S.African workers go on indefinite strike

August 18, 2010

, JOHANNESBURG, Aug 18 – South African public servants downed tools indefinitely on Wednesday, warning that the stay-away will continue until wage demands by unions representing 1.3 million workers are met.

"The strike is indefinite. It will go on until there has been an improvement, until the government delivers on our demands," said Fikile Majola, general secretary of the National Education Health and Allied Workers Union.

Public unions have refused to budge from demands for an 8.6 percent increase — more than twice the rate of inflation — and a monthly housing allowance of 1,000 rands (137 dollars, 107 euros).

The government\’s latest offer is a seven percent increase and a 700-rand housing allowance.

The strike was announced late Tuesday after four days of consultation in which the state\’s offer was rejected with backing from unions representing 1.3 million teachers, nurses and government workers.

"The response has been very good especially in the schools," Majola told AFP.

"The announcement was made late last night and we expected there would be a slow start. By lunchtime we should see an even better turnout and starting tomorrow, a complete shutdown."

A one-day strike last Tuesday was only partially observed with union leaders warning that a full-blown strike would follow if the government did not deliver.

The state has insisted it cannot meet the unions\’ demands without trimming public services, amid fierce pressure to improve schools and expand access to water and electricity.

The public services ministry on Tuesday said it remained committed to a solution but that "any further movement would require tradeoffs on service delivery programmes and job creation".

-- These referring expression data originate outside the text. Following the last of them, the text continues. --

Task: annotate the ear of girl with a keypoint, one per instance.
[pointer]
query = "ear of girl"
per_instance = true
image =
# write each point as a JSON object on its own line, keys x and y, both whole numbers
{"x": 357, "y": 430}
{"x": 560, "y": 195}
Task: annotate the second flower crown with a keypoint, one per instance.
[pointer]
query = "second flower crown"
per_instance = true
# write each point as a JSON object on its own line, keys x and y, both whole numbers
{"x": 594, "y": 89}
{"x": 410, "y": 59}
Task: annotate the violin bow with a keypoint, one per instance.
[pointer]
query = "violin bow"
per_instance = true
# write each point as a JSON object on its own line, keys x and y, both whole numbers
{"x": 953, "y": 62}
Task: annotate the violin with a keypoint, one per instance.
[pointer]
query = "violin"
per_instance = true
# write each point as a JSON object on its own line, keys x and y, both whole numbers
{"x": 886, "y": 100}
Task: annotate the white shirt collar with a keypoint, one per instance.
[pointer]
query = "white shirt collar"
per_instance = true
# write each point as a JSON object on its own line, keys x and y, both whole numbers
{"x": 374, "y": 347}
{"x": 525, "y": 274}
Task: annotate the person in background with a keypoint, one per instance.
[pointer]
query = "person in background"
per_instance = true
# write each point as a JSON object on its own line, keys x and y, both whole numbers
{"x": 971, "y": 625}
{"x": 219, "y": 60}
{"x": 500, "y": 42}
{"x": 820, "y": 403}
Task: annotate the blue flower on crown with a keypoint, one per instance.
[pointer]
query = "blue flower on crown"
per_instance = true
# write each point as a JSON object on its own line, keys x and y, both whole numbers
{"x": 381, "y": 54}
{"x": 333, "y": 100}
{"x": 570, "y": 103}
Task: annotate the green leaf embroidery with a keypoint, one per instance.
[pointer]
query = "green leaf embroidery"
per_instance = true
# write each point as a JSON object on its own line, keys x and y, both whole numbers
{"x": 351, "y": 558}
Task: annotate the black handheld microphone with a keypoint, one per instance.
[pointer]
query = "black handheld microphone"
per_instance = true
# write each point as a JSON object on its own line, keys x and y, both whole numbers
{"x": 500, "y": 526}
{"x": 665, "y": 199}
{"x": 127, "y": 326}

It called on workers to demonstrate peacefully, condemning disruptive protests, and warned that a "no work, no pay" principle applied to those who went on strike.

Workers in essential services like health, police, prisons and ports of entry are expected to report for duty, it added.

The government is looking to avoid a repeat of a crippling four-week strike three years ago which was the longest and most widespread since the end of apartheid in 1994.

The strike led to school closures and hospitals running skeleton services with the help of army medics and civilian volunteers as hundreds of thousands of workers stayed away.

South Africa\’s unions are politically powerful and a key ally of the ruling African National Congress, but tensions have erupted over both wages and general economic policy.

Anger over the wage offer is fuelled in part by what workers see as a flashy display of wealth by senior government officials on expensive cars and high hotel bills.

Unions played a key role in the struggle against the white-minority apartheid government, which also gives them special stature in society.